Being the studious criminal justice college senior that i am, i hit the books with this issue to see what i could drum up in case law. The following is abridged from Lexis-Nexis, the elipses represent portions of the case that are irrelevant. I bolded the important parts for clarity:
THE PEOPLE OF THE STATE OF NEW YORK v. JAMIE L. PHILLIPS
2005-034
COUNTY COURT OF NEW YORK, ST. LAWRENCE COUNTY
2005 NY Slip Op 50438U; 7 Misc. 3d 1004A; 2005 N.Y. Misc. LEXIS 611
[I will just include the relevant case law]
Defendant is charged with one count of third degree criminal possession of a weapon [Penal Law § 265.02(1)] and Unlawful Possession of Marijuana [Penal Law § 221.05].
In asking the court to review the grand jury minutes, defense counsel asserts (1) that there was insufficient proof of defendant's identity as the person previously convicted of another crime in Virginia; (2) that the device seized from defendant's car at the US border crossing [***2] was not a prohibited billy club; (3) that the legal instruction on the standard of proof was insufficient; and (4) that there was insufficient proof that the substance found on a seized 'grinder' in the trunk of the car was in fact marijuana.
...
Count one of the indictment charges defendant under Penal Law § 265.02(1) with possession of a billy club. This crime is identical to possession of a "billy" as proscribed in Penal Law § 265.01(1), with the additional element of a previous criminal conviction. The term 'billy' is [*2] not defined in the Penal Law. Although it is also possible to charge a person, under Penal Law § 265.01(2) with possession of "any deadly instrument or weapon with intent to use the same unlawfully against another," that crime, distinct from strict liability for mere possession of a billy, is not charged here.

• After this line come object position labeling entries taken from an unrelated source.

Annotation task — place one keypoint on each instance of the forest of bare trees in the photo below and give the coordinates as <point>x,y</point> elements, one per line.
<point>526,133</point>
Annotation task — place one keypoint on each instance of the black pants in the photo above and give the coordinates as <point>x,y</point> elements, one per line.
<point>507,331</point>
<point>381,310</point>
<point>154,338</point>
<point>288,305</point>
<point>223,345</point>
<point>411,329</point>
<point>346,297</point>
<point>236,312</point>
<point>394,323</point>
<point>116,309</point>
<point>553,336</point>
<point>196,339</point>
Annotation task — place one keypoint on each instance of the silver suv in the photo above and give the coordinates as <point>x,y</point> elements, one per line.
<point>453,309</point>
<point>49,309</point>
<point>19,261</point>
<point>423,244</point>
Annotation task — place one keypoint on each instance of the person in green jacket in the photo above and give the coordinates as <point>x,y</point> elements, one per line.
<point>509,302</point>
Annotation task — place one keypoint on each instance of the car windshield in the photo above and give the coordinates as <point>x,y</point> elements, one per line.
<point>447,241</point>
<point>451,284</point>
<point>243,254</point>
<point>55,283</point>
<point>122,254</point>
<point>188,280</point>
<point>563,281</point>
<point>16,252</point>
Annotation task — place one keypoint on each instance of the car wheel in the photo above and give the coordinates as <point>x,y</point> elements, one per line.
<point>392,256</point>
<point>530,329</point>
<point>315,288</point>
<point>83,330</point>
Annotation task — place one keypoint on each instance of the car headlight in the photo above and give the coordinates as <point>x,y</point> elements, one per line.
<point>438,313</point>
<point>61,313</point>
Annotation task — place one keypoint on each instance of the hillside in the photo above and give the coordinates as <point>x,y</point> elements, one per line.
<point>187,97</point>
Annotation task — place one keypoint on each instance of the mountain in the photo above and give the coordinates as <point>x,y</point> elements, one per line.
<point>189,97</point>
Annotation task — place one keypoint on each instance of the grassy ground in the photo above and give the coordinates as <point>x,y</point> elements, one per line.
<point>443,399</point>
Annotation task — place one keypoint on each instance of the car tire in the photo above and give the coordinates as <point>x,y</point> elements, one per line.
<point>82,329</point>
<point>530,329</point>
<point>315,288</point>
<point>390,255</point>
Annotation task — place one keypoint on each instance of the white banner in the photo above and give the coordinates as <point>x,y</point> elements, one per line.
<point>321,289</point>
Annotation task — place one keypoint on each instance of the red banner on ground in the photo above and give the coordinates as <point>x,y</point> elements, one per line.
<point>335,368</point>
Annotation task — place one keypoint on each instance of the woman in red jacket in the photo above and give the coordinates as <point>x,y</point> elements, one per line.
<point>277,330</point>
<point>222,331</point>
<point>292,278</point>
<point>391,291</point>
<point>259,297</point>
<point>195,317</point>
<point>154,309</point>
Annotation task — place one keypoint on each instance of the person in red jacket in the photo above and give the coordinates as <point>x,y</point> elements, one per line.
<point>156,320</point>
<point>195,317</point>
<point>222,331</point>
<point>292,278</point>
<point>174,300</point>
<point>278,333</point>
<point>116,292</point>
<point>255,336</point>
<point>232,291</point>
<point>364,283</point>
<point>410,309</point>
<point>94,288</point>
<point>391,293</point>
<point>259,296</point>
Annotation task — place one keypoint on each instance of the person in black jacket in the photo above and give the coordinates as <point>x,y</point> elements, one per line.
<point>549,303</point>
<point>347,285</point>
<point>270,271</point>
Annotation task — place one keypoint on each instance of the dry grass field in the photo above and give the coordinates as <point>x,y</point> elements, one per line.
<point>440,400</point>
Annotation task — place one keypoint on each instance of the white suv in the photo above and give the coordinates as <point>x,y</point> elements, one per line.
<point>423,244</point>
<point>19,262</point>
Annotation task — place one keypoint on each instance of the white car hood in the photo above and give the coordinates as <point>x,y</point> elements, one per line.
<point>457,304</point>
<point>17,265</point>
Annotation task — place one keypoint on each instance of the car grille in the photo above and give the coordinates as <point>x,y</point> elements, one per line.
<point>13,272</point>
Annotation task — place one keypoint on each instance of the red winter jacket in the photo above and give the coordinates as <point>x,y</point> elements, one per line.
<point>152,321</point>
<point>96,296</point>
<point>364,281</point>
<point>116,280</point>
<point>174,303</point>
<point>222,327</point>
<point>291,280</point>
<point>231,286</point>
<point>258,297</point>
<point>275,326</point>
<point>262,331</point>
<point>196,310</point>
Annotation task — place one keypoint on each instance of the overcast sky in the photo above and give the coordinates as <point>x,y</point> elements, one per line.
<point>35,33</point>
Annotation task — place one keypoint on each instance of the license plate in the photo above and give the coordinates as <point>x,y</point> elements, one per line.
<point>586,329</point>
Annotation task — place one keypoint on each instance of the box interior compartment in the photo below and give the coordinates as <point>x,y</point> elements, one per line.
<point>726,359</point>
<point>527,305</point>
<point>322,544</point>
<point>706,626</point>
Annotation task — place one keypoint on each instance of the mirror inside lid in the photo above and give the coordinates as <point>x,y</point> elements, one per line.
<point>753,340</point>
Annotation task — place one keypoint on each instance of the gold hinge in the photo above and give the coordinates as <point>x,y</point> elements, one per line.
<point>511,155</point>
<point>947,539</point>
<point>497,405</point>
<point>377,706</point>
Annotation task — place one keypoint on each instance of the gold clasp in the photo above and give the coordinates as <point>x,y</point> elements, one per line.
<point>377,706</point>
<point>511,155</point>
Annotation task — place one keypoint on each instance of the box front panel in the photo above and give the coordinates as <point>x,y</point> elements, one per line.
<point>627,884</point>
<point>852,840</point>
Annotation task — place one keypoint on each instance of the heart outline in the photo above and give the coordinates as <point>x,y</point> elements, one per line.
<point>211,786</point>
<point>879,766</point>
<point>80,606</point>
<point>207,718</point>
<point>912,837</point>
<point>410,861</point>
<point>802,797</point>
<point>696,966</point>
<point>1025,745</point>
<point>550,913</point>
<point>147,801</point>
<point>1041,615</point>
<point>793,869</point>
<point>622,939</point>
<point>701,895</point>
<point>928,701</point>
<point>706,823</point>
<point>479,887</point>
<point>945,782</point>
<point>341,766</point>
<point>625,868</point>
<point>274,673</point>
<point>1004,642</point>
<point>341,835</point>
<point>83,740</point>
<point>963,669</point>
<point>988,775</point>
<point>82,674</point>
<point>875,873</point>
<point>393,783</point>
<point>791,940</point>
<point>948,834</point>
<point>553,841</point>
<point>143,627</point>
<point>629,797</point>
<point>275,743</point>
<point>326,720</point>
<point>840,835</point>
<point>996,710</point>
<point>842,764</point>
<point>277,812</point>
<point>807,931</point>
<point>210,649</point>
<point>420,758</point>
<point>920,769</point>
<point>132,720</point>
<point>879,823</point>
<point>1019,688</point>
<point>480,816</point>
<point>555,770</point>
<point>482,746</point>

The US Customs Officer who first noted the device in defendant's car, and who testified in the grand jury proceeding, described the device as a collapsible baton. He said that it had a cylindrical handle with foam covering, and had two internal collapsible sections, each about 6 to 8 inches long, made of steel tubing which could be extended and locked into place with the flick of a wrist. He described it as a striking weapon, which he had seen demonstrated [***4] in his training as a federal law enforcement agent. Some such batons are issued to immigration officers as secondary weapons, Hyde testified. He also said that it is a non-lethal weapon intended to disable someone rather than to inflict injury, though it is capable of misuse in such a way as to be lethal in a blow to the head or neck. Collapsible batons are not included in the list of weapons whose mere possession is prohibited in Penal Law § 265.01(1).
...
In People v. Talbert, 107 A.D.2d 842, 484 N.Y.S.2d 680 (3 Dept 1985) the court examined the question of what qualifies as a billy club. In that case the court was considering a wooden stick or club observed on the floor of a car with four occupants. The car was stopped for speeding. The court found that the wooden stick was neither a billy, since it was not in the list of inherently [***5] dangerous items, not a dangerous or deadly instrument or weapon, since there was no allegation that defendant intended to use it against anyone else. The court further stated, "In our view, based on the manner in which the statute is set forth, the term 'billy' must be strictly interpreted to mean a heavy wooden stick with a handle grip which, from its appearance, is designed to be used to strike an individual and not for other lawful purposes. An object which can be used as a billy but which does not fit the strict definition may still be a prohibited weapon under subdivision (2) of section 265.01 of the Penal Law if there exists the requisite intent to use the object unlawfully against another." 107 A.D.2d 842, 844, 484 N.Y.S.2d 680.
...
In People v. Mercer, 42 Cal. App. 4th Supp. 1, 49 Cal. Rptr. 2d 728 (Appellate Department, Superior Court, Los Angeles County 1995), the [***7] court held that a collapsible baton, under the circumstances in which police found defendant holding it, was a 'billy' within the meaning of a statute prohibiting possession of a billy. The court noted that the baton was not, as such, mentioned in the list of prohibited weapons. The California statute, unlike New York's, also prohibits possession of an instrument of a kind commonly known as a billy. This language allowed the court to give an inclusive reading to the California statute, unavailable in New York under the Talbert decision.
In giving legal instruction to the grand jury, the prosecutor gave a dictionary definition of a 'billy club' as 'a short stick or club, especially a police officer's club.' This was unintentionally misleading in two respects. First, there was no testimony to show that a collapsible baton was equivalent to a police officer's club. Second, in light of the appellate decision in Talbert, it was inappropriate to give an instruction which allowed consideration of any sort of device defined differently from the language used by the Talbert court.
This court finds that the collapsible baton seized from defendant does not fall within the [***8] Talbert definition of a billy. From a policy standpoint it might make sense for there to be a prohibition against possession of such a device, though the California court in Mercer heard testimony that the device is also used by practitioners of martial arts. Any such declaration must come either from the state legislature, or from an appellate court by way of judicial interpretation of the statute. This court is bound by the appellate holding in Talbert. Since the device was not a billy, its possession was not unlawful, and the first count must be dismissed.
So according the that, the court upheld that a collapsible baton is not by strict definition of a billy or bludgeon. Other case law holds that a collapsible baton is not in and of itself a dangerous instrument unless carried with the intent of assault or malice. Anyone else care to draw conclusions?